Oleh Guntur Soekarno**)
BENDERRAnews.com, 25/1/21 (Jakarta): Menginjak usia yang ke-76 pada 3 November 2020, tiba-tiba aku teringat masa kecil dan remaja sebagai putra seorang presiden di Republik ini. Hal-hal yang dapat teringat jelas adalah selama tinggal di Istana Merdeka, Jakarta.
Usiaku ketika tiba di Istana Merdeka dari Yogyakarta sekitar 5 tahun. Ketika sampai di Istana Merdeka dari Bandara Kemayoran, keadaan Istana masih berantakan. Semuanya masih dalam keadaan apa adanya belum lengkap dan belum tertata rapi. Misalnya, di kamar mandi belum ada handuk, sabun mandi, dan sikat gigi.
Begitu pula di kamarku kondisinya ala kadarnya. Hanya ada dua tempat tidur untukku dan adikku Mega, dengan sepasang bantal guling, plus kelambu yang usianya sudah uzur. Seingatku selimut juga belum ada, jadi menggunakan kain batik sebagai selimut. Beruntung udara Jakarta lebih panas dibandingkan Yogyakarta.
Kamarku berada bersebelahan dengan kamar Bung Karno dan Ibu Fatmawati. Kamar mandi yang ada untuk kita sekeluarga merupakan sebuah kamar mandi yang sangat luas dan berlantaikan marmer yang licin. Jadi kalau mandi dapat bermain serosotan di lantai. Inilah kenikmatan pertama yang kuperoleh tinggal di Istana Merdeka Jakarta.
Di antara Istana Merdeka dan Istana Negara ketika itu belum ada hamparan rumput yang menghijau, melainkan lapangan batu koral yang berdebu. Atas inisiatif Bung Karno seluruhnya diganti dengan rumput biasa.

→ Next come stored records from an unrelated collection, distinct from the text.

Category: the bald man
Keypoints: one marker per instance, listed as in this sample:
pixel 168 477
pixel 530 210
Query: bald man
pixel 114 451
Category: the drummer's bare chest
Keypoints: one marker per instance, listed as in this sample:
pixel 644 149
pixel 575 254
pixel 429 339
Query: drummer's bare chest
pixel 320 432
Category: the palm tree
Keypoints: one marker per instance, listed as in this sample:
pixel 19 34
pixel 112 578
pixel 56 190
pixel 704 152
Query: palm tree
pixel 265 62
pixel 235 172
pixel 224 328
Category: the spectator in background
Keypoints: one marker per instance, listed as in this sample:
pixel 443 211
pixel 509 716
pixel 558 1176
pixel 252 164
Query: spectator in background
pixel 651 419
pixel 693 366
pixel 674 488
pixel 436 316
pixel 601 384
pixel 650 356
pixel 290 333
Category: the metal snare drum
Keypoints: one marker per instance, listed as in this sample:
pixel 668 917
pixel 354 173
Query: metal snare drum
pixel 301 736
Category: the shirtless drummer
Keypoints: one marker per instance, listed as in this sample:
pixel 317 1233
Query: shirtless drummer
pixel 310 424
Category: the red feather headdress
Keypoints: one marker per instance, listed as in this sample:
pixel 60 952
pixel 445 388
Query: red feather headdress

Dan atas inisiatif Ibu Fatmawati, mulai dipercantik dengan tanaman hias bunga dan pohon. Bung Karno juga membuat jalan setapak dari tangga teras belakang Istana Merdeka berbelok ke jalan aspal menuju Istana Negara yang terbuat dari batu lempengan berwarna merah kecokelatan.
Selain itu bangunan kupel yang berada di antara kedua Istana, diubah fungsinya dari tempat orkes musik di zaman Belanda menjadi sebuah taman kanak-kanak (TK) bagi anak-anak karyawan Istana, termasuk anak-anak tetangga Istana, seperti anak-anak jalan Gang Pool (sekarang sudah menjadi kawasan Sekretariat Negara/Setneg). Di dekat taman kanak-kanak tadi dibuat dua buah kolam ikan yang penuh dengan bunga teratai merah dan putih.
Era TK
Adapun guru yang mengajar di situ bernama Ibu Tuti Pangestuti seorang karyawati Setneg. Kurikulumnya sederhana menggambar menggunakan sabak dan bernyanyi.

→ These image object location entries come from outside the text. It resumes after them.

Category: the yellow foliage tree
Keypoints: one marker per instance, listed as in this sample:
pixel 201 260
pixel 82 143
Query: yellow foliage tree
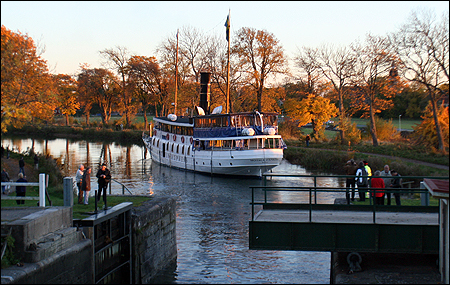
pixel 66 93
pixel 27 89
pixel 426 134
pixel 312 109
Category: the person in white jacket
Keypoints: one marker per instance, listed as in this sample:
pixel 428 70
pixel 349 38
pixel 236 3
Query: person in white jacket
pixel 78 179
pixel 361 181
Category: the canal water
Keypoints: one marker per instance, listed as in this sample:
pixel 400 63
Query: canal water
pixel 212 215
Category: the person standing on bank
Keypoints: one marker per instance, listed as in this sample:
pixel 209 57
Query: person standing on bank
pixel 350 169
pixel 5 178
pixel 396 183
pixel 22 166
pixel 361 181
pixel 21 190
pixel 378 194
pixel 79 180
pixel 86 184
pixel 104 177
pixel 387 182
pixel 36 162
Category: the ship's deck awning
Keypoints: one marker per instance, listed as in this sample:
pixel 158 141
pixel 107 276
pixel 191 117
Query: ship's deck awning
pixel 438 188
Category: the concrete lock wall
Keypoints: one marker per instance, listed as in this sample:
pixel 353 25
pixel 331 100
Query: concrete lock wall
pixel 65 257
pixel 154 238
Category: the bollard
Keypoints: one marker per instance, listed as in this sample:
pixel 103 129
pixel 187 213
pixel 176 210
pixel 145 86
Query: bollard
pixel 42 190
pixel 95 199
pixel 424 197
pixel 68 191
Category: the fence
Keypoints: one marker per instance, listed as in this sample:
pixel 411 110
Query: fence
pixel 41 185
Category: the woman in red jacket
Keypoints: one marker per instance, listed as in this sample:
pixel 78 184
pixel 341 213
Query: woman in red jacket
pixel 377 182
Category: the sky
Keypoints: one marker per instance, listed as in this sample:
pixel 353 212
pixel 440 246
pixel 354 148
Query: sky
pixel 73 32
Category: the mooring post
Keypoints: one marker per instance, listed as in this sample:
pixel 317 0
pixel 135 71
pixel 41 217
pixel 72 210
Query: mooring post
pixel 68 191
pixel 42 190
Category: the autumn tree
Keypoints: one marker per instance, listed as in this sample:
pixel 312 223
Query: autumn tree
pixel 423 47
pixel 374 64
pixel 260 55
pixel 425 133
pixel 84 89
pixel 65 87
pixel 117 59
pixel 337 66
pixel 27 89
pixel 145 76
pixel 99 85
pixel 314 109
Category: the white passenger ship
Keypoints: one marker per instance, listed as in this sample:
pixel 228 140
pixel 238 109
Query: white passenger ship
pixel 242 144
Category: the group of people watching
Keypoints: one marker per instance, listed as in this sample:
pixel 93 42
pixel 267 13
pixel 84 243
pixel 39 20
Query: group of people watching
pixel 83 180
pixel 364 180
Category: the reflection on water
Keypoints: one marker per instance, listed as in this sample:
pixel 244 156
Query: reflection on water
pixel 213 213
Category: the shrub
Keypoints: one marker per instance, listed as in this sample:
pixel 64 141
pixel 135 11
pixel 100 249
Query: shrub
pixel 352 134
pixel 289 129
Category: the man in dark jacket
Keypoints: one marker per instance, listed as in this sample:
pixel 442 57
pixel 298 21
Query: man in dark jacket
pixel 5 178
pixel 22 165
pixel 350 169
pixel 21 190
pixel 396 183
pixel 104 177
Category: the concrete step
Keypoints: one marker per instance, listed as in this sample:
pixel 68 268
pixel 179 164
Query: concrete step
pixel 51 244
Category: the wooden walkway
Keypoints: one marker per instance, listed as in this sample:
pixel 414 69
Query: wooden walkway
pixel 351 217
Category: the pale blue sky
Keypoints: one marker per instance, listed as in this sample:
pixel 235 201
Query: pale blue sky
pixel 74 32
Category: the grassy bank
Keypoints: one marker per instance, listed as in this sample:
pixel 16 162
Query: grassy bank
pixel 55 186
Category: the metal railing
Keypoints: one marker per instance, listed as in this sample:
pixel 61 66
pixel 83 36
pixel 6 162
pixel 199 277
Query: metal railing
pixel 42 190
pixel 314 190
pixel 123 187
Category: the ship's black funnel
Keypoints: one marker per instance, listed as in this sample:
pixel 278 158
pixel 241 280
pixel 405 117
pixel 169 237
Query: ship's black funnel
pixel 205 91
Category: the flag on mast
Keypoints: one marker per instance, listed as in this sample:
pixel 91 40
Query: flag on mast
pixel 227 24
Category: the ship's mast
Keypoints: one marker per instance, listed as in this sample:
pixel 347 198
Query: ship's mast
pixel 176 77
pixel 228 65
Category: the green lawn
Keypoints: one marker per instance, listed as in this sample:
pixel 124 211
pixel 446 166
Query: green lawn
pixel 406 124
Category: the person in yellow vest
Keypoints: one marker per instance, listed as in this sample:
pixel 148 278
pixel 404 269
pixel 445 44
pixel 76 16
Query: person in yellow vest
pixel 368 169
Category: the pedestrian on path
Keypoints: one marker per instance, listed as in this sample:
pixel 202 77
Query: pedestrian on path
pixel 377 194
pixel 361 181
pixel 79 180
pixel 22 166
pixel 21 190
pixel 86 184
pixel 104 177
pixel 36 162
pixel 5 178
pixel 397 184
pixel 350 169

Saat itu aku bersahabat dengan Chappy Hakim, anak Gang Pool, yang kelak menjadi Kasau (2001-2005) beserta kakaknya Bahrul Hakim.
Saat yang selalu ditunggu adalah waktu istirahat. Sebab, Bu Tuti membagikan segelas susu segar dan sepiring sup hangat. Menu itu selain amat sedap, sekaligus menyehatkan tubuh, terutama bagi anak-anak pelayan Istana.
Atraksi lain yang menjadi perhatian murid-murid adalah kehadiran dua ekor burung merak jantan dan betina. Keduanya bila sedang birahi mengembangkan ekornya laksana kipas yang sangat indah.
Selain itu murid-murid juga terkagum kagum atas kepiawaian tukang kebun membersihkan daun-daun yang jatuh dengan cara menusuk daun-daun dengan sebilah tusukan besi. Daun-daun tadi menempel di tusukan seperti sate.
Ketika menginjak enam tahun, oleh Bung Karno dan Ibu Fatmawati hari ulang tahunku dirayakan di hall Istana Negara dan mengundang seluruh murid-murid TK, termasuk Chappy Hakim. Dalam acara tersebut, aku diharuskan mengenakan jas lengkap plus dasi. Kata Ibu Fatmawati, agar aku kelihatan handsome.
Entah mengapa, barangkali karena iseng, Chappy tiba-tiba menyibak jasku sehingga melihat aku tidak menggunakan ikat pinggang, hanya tali kolor untuk mengikat celana panjang. Kontan sejak itu Chappy dan teman-teman yang lain memberi nama ledekan “Mas Tok Kolor”. Sampai saat ini bila ada kesempatan bertemu, Chappy selalu bertanya, “Tok, mana kolor, lu?”
Menjelang tujuh tahun dan lulus dari TK, aku didaftarkan Ibu Fatmawati ke Sekolah Rakyat (SR) Taman Siswa di kawasan Galur. Saat itu aku harus bangun pagi-pagi sekali sekitar jam 06.00, karena jarak dari Istana Merdeka ke Galur cukup jauh dan pelajaran dimulai jam 07.00 sampai 12.00.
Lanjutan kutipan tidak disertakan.